There are widely cited forecasts that project accelerating information and communications technology (ICT) energy consumption increases through the 2020’s with a 2018 Nature article estimating that if current trends continue, this will consume more than 20% of electricity demand by 2030. At several industry events I have heard talks that say one of the important limits of data center performance will be the amount of energy consumed. NVIDIA’s latest GPU solutions use 400+W processors and this energy consumption could more than double in future AI processor chips. Solutions that can accelerate important compute functions while consuming less energy will be important to provide more sustainable and economical data centers.
Lightmatter’s Envise chip (shown below) is a general-purpose machine learning accelerator that combines photonics (PIC) and CMOS transistor-based devices (ASIC) into a single compact module. The device uses silicon photonics for high performance AI inference tasks and consumes much less energy than CMOS only solutions and thus helping to reduce the projected power load from data centers.

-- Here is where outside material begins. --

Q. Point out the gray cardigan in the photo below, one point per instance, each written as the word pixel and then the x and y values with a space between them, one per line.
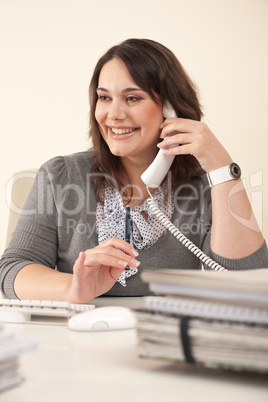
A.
pixel 59 221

Lightmatter has a roadmap for even faster processing using more colors for parallel processing channels with each color acting as a separate virtual computer.
Nick said that in addition to data center applications for Envise he could see the technology being used to enable autonomous electric vehicles that require high performance AI but are constrained by battery power, making it easier to provide compelling range per vehicle charge. In addition to the Envise module, Lightmatter also offers optical interconnect technology that it calls Passage.
Lightmatter is making optical AI processors that can provide fast results with less power consumption than conventional CMOS products. Their compute module combines CMOS logic and memory with optical analog processing units useful for AI inference, 0, natural language processing, financial modelling and ray tracing.